Combinatorial Optimization with permutation input and black-box function

Hi. I’ve been struggling for nights with combinatorial optimization

Input = matrix with permutation.
Each row represents unit, and column means visit sequence for each place.
e.g) x = [ 1 2 3 4 ; 2 3 1 4 ; 3 1 2 4 ]
it means, First unit visits 1 first, and 2 3 4 in a row. Second unit visits 2 3 1 4

And also I made a function.
Based on markov chain, It calculate an expected complete time(=makespan).
function name is allinone(x). x is a matrix like above

My objective is to find an optimal x (visit sequence).
And if that is exist, I can calculate an expected complete time as well.

For this problem, I’ve searched for many packages, like JuMP, MHLib, ConstraintSolver, Combo(not available) and so on.
Based on that, I made a code like below.

using ConstraintSolver
const CS = ConstraintSolver
prio = [1 2 3 4;
        2 3 1 4;
        3 1 2 4]

function testing()
model = Model(CS.Optimizer)
@variable(model, 1 <= x[1:3,1:4] <= 4, Int)
    
for sqd = 1:3
    @constraint(model, x[sqd,:] in CS.AllDifferent())
end

@objective(model, Min, allinone(x))
    
optimize!(model)

@show JuMP.value.(x)
end
testing()

But, When I put this, there is a error.
“MethodError: Cannot convert an object of type VariableRef to an object of type Int64”

How can handle this error? Can I get some advice?
And I’m not sure that I could solve this problem even if I handle this error.
So, Would you got some recommendation for this problem?

Thank you for reading this, and hope some replies. :slight_smile:

What is allinone?

See https://jump.dev/JuMP.jl/stable/background/should_i_use/#Black-box,-derivative-free,-or-unconstrained-optimization

JuMP might not be the right tool for this.

allinone is function to calculate Expected total completion time.
It is based on Continuous Time markov chain.
And its parameter is exponential service rate and visit sequence.

As I understand, allinone function is a kind of black-box function.
So with that point of view, I agree with you.
But the alternatives; such as Optim, NLopt, seems that there’s nothing with integer or permutation input.

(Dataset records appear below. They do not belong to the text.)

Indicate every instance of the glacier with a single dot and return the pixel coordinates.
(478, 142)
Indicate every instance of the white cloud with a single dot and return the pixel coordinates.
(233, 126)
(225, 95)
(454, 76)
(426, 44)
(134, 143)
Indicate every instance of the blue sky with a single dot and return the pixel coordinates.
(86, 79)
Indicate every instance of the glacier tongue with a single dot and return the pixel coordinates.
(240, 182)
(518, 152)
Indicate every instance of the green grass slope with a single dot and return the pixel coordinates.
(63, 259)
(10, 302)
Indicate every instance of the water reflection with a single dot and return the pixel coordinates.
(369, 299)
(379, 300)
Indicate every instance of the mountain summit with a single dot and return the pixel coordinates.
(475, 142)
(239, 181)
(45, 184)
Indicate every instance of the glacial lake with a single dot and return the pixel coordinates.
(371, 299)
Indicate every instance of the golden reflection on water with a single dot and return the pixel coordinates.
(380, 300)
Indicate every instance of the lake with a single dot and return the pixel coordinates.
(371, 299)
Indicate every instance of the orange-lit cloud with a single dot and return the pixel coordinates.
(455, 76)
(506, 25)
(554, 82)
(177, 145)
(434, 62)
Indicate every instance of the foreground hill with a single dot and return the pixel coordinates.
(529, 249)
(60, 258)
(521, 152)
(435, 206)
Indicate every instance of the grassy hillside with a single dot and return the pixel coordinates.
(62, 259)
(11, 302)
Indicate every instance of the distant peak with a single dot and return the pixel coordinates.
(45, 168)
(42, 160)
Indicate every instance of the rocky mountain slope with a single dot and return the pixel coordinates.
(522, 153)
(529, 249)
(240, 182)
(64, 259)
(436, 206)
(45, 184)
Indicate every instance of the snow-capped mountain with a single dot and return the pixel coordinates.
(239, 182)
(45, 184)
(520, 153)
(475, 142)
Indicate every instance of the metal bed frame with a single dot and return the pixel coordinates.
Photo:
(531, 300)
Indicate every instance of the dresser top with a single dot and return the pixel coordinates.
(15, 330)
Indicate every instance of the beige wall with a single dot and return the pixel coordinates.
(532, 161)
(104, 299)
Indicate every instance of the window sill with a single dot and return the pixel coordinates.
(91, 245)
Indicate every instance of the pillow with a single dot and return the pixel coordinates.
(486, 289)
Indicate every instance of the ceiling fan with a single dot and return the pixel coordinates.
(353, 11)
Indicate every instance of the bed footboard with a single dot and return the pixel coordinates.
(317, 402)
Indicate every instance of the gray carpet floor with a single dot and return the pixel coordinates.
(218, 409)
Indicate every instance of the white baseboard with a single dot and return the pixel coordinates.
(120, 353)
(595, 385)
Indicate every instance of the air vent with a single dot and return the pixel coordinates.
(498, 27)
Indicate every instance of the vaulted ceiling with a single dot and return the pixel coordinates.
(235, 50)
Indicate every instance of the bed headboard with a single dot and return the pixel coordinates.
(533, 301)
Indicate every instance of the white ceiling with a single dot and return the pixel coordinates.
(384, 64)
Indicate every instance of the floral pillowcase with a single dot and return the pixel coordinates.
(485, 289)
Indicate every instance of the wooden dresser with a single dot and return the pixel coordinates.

Combinatorial problems with a black-box objective are incredibly difficult to solve.

NLopt has some derivative-free methods.

You could also convert from discrete to continuous variables by assigning each x a weight between 0 and 1, and then sorting them based on that.

There are also other options:

In general though, you might be better with some hand-coded local-search techniques. You won’t be able to find a global optimal solution.

Thank you for your advice! I’ll try to figure it out with another options that you gave. :slight_smile:

If you want to use a “pure” integer programming formulation of the AllDifferent (so as to not rely on ConstraintSolver), I would recommend reading this blog post, noting the recommendation at the beginning.